First off, let me say that based on interviews and articles, Clunis (who has been with the Winnipeg police for 25 years and served as a chaplain with the force for 14) comes across as an intelligent, grounded, thoughtful, interesting, and dedicated man. The first instinct for many, including myself, was to think “Uh-oh. This is not sounding good!” when he started to publically discuss his views on the roles of religion in helping to reduce crime. Clunis believes that if people are praying for one another, they are less likely to do crimes against their neighbours.

“I think if we have a community that’s consistently praying for one another, hopefully we’ll now see the physical reduction of crime and violence in our city,” Clunis said to the CBC.

Not a bad idea in theory, although I question whether or not that is true. I don’t feel that bringing religion into an equation reduces violence, especially seeing as I think that much of the world’s current strife seems to revolve around religion in one way or another. But, yes, in theory his idea sounds quite good. Clunis has made it clear, however, that prayer is not enough; that it has to be backed up by action. This is a fair, level-headed statement with an even slightly inspiring message.

I think it’s quite clear that although Clunis is a strong Christian who has stated he cannot separate his Christian beliefs from his work life because that is fundamentally who he is, he appears sensible enough to know the boundaries. Of course, those boundaries, in the eyes of most looking for a separation of church and state, are proselytizing or pushing religious ideas and doctrines on staff or prisoners. I sense, based on what I see and hear of him, that Clunis understands the limits but encourages those who are religious to use their faith for good.

So, I think Clunis deserves to be cut some slack. This isn’t to say I don’t have concerns. Although I think he’s sensible, if someone is declaring that something is at the very foundation of everything they do, that is a massive bias that can easily lead to the overstepping of boundaries without even really thinking about it. It would be completely unacceptable to turn the Winnipeg police force into an instrument of god, or use religion as a way to rehabilitate wrongdoers who aren’t religious to begin with. And, it would be completely unacceptable if those who are either not Christian or not even religious started to feel alienated both on the force and in the community.
Ultimately, I would rather have heard that people are the very foundation of everything that Clunis does rather than religion. But he is who he is and I believe he understands, or at least should understand, he is working for and representing all Winnipeggers. Clunis may believe he got his job thanks to god but he doesn’t work for god, he works for the community.

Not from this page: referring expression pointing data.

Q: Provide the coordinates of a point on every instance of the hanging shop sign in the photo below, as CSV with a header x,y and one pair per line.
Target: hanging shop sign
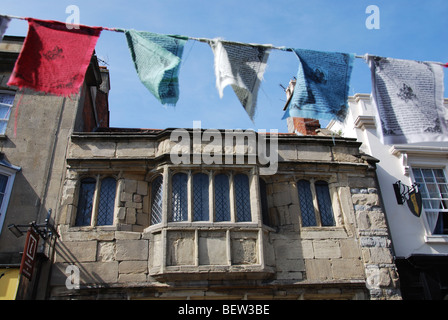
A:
x,y
411,195
29,254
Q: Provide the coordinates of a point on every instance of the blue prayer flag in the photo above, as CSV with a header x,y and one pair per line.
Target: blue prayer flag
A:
x,y
321,90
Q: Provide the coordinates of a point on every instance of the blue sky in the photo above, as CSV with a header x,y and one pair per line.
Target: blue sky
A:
x,y
409,29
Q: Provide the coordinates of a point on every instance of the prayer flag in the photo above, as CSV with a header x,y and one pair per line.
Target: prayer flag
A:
x,y
157,62
242,66
409,99
4,21
322,86
54,59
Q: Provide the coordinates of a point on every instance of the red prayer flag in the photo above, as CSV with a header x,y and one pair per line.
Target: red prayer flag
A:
x,y
54,59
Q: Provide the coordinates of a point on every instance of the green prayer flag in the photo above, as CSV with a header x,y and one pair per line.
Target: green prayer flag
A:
x,y
157,60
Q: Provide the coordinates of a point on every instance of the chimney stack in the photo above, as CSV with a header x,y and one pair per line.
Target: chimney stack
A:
x,y
301,126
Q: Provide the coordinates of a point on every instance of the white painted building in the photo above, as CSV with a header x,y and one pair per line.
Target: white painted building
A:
x,y
420,243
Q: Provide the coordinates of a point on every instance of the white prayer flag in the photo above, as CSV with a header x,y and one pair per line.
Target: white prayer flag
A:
x,y
409,99
242,67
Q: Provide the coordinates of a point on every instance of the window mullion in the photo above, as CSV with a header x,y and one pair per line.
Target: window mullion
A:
x,y
232,199
315,203
190,196
96,199
211,197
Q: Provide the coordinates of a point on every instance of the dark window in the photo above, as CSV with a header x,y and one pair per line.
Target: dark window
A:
x,y
222,200
85,202
306,203
156,200
242,197
107,202
200,197
179,197
324,202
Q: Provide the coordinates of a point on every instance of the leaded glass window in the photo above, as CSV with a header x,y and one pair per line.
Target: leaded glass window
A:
x,y
264,203
242,197
306,203
222,199
433,187
179,197
311,193
107,202
85,202
3,183
200,197
6,102
324,203
157,200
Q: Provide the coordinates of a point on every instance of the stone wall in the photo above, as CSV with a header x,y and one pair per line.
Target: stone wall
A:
x,y
279,259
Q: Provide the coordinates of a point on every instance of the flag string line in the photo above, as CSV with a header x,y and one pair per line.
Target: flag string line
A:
x,y
207,40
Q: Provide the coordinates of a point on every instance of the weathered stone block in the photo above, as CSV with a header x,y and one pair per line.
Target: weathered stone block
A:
x,y
181,248
244,251
212,248
130,186
142,188
132,250
347,269
75,251
318,269
326,249
106,251
133,267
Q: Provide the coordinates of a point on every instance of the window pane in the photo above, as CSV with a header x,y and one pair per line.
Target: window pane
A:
x,y
4,111
434,191
264,203
85,202
3,125
107,202
222,200
157,197
179,197
242,197
7,98
200,197
306,204
3,182
324,202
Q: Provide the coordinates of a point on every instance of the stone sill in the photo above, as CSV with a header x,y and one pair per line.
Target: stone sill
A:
x,y
436,239
213,272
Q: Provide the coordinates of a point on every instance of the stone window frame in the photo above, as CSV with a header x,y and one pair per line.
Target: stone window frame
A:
x,y
9,171
95,200
8,114
431,157
430,236
211,172
317,213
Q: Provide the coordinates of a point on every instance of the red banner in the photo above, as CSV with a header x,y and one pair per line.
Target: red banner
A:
x,y
54,59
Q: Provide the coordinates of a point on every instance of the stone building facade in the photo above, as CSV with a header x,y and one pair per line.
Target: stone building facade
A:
x,y
134,222
35,128
314,229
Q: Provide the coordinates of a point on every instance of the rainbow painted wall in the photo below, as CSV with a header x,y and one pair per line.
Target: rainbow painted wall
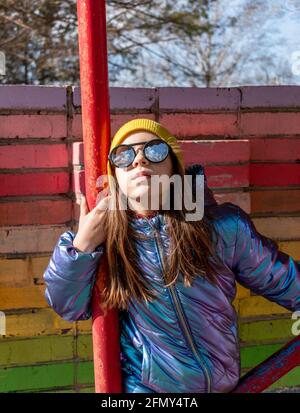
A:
x,y
248,139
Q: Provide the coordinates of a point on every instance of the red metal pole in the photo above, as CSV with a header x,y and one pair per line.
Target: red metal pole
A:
x,y
96,137
270,370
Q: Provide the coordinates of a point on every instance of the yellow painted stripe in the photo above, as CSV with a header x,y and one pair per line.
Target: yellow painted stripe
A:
x,y
42,322
257,306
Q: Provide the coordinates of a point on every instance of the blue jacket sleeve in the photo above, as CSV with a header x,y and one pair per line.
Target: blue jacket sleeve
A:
x,y
70,277
260,266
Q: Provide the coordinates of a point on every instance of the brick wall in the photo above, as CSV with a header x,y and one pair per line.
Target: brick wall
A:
x,y
247,138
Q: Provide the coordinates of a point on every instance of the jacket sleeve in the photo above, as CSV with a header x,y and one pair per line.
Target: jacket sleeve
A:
x,y
260,266
69,278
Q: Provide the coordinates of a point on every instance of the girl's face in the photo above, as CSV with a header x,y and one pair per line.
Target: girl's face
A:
x,y
138,189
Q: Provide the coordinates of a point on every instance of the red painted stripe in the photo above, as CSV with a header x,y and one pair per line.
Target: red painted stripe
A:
x,y
34,183
274,174
210,151
231,176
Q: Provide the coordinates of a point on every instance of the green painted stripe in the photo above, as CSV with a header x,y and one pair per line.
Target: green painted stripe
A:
x,y
252,356
291,379
85,346
35,350
45,376
259,331
46,349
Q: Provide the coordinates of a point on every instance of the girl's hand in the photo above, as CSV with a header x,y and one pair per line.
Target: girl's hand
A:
x,y
92,228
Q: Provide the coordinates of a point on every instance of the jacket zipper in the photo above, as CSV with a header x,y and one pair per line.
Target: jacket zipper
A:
x,y
187,332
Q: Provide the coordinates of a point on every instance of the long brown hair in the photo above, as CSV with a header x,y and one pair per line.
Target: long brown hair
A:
x,y
191,246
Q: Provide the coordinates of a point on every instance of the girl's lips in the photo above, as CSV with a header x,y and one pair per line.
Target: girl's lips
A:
x,y
141,174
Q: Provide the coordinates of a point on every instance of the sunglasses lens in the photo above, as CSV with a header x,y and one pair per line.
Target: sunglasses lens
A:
x,y
156,151
122,156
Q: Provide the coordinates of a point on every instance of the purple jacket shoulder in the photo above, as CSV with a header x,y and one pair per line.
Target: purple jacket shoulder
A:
x,y
261,266
70,277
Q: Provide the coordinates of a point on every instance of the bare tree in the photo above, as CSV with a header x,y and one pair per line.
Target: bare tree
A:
x,y
150,42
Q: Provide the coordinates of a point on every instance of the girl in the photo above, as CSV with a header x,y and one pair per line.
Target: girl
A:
x,y
172,280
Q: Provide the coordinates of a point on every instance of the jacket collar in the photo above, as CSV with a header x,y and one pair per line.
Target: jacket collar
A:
x,y
156,219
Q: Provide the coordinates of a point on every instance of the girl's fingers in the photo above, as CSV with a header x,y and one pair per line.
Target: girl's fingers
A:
x,y
84,210
103,204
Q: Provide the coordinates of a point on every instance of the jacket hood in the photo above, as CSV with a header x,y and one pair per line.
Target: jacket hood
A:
x,y
198,169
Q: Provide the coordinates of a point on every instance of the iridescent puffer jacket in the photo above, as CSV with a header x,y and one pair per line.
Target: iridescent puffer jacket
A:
x,y
186,340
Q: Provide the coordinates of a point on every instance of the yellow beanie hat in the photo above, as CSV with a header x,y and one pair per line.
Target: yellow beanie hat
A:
x,y
149,126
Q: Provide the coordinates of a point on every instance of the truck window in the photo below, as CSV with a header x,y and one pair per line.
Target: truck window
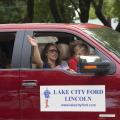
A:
x,y
64,43
6,49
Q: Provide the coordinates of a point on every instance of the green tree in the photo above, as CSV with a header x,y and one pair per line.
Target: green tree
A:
x,y
12,11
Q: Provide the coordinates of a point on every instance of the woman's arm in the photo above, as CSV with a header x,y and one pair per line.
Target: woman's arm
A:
x,y
36,53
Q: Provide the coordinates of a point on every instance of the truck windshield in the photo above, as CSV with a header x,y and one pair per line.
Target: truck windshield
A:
x,y
107,37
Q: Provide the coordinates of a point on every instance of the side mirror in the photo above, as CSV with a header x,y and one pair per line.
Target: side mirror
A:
x,y
97,67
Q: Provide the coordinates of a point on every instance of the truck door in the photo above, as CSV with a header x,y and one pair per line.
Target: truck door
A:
x,y
59,94
10,51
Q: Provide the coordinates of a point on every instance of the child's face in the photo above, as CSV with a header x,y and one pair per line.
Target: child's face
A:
x,y
81,51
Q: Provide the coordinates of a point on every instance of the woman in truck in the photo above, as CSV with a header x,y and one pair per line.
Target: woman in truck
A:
x,y
50,57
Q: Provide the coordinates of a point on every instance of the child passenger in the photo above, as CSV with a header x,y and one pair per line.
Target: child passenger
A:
x,y
78,50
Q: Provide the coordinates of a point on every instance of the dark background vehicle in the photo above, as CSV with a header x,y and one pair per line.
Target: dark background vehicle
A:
x,y
20,81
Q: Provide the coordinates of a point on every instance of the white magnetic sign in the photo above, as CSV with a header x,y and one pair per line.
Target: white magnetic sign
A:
x,y
72,98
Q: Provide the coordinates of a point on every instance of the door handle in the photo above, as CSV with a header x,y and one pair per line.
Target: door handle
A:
x,y
29,83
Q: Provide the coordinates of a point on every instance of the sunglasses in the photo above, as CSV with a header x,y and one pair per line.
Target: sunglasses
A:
x,y
53,50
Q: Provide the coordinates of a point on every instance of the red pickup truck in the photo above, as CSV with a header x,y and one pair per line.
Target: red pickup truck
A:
x,y
28,92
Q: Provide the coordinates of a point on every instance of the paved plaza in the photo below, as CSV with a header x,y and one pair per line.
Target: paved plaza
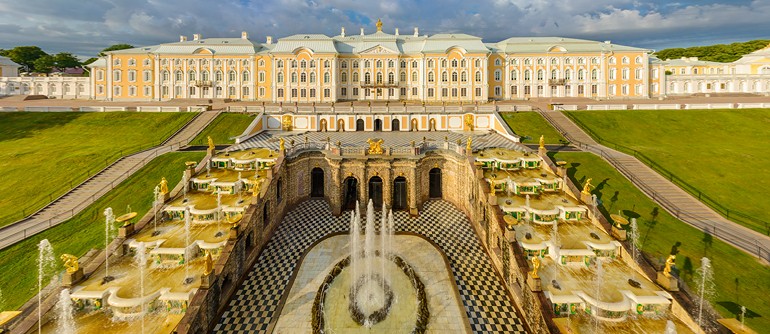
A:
x,y
257,304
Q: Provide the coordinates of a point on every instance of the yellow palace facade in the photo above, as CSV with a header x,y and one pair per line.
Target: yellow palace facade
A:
x,y
377,66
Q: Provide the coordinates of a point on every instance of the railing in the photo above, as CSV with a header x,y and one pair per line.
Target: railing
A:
x,y
745,219
162,147
751,246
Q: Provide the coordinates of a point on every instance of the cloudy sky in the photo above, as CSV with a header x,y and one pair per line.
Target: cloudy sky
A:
x,y
86,26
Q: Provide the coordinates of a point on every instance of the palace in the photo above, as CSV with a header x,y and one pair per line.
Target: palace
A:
x,y
308,68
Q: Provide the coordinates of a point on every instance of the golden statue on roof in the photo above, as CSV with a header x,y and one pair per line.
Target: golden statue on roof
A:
x,y
70,263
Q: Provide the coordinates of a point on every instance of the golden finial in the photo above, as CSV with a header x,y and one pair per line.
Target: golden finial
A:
x,y
70,263
535,266
209,264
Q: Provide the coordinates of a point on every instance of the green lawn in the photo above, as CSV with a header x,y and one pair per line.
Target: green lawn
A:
x,y
740,279
723,153
530,126
223,128
44,155
86,230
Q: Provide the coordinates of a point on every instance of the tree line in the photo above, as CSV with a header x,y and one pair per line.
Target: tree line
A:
x,y
723,53
34,60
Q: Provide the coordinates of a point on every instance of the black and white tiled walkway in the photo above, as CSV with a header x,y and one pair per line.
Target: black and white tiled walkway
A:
x,y
486,303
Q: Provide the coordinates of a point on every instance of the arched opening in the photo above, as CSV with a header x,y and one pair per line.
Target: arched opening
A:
x,y
317,182
323,125
399,194
375,191
434,177
349,193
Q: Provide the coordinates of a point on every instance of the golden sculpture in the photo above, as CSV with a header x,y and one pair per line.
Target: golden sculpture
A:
x,y
163,186
208,267
468,148
286,123
535,266
587,187
70,263
469,121
670,261
375,146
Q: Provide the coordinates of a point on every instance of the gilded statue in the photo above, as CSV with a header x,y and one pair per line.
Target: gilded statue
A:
x,y
70,263
587,187
375,146
670,261
208,267
469,121
468,148
535,266
163,186
286,123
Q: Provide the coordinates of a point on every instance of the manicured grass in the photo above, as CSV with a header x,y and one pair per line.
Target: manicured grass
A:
x,y
86,230
723,153
44,155
223,128
530,126
740,278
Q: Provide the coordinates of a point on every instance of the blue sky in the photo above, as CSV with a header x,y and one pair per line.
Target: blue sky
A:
x,y
86,26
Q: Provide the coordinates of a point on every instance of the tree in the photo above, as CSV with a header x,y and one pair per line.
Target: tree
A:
x,y
44,64
115,47
26,56
66,60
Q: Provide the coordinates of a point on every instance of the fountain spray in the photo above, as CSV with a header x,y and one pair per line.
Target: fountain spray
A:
x,y
109,221
141,261
65,320
45,263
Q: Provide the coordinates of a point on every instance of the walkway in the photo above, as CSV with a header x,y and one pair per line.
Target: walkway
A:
x,y
257,303
675,200
99,184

Putting your religious beliefs on your sleeve is always a tad risky. Religion, of course, is a sensitive and often divisive subject. With the controversy Clunis has created with his statements he is getting a first-hand lesson of just how true that is. I don’t think he expected his statements to be as controversial as they have become and he has stated that he feels what was said has been misconstrued. Fair enough.

Clunis does have his supporters, both non-religious and religious. There are those who are fed up with crime and believe prayer within the community can help. Okay, it may. I won’t say that it isn’t possible. It is. Religion, when used in a positive way can be quite productive. But I also think crime can be reduced in a secular way. Caring about your neighbour doesn’t have to come through prayer. It can be just, you know, caring about your neighbour, which is a good thing to do, period.

Time will tell how Devon Clunis will perform in his new role. Does he deserve the benefit of the doubt when it comes to how he will use religion in his job? I think he does. I think it’s fair to look at who he appears to be and take comfort in knowing that he seems to be a good, smart, fair man. As long as this continues and he can maintain a relative separation of church and state then I think he will be someone all Winnipeggers can support. If he can’t, I can see plenty more controversy in the future.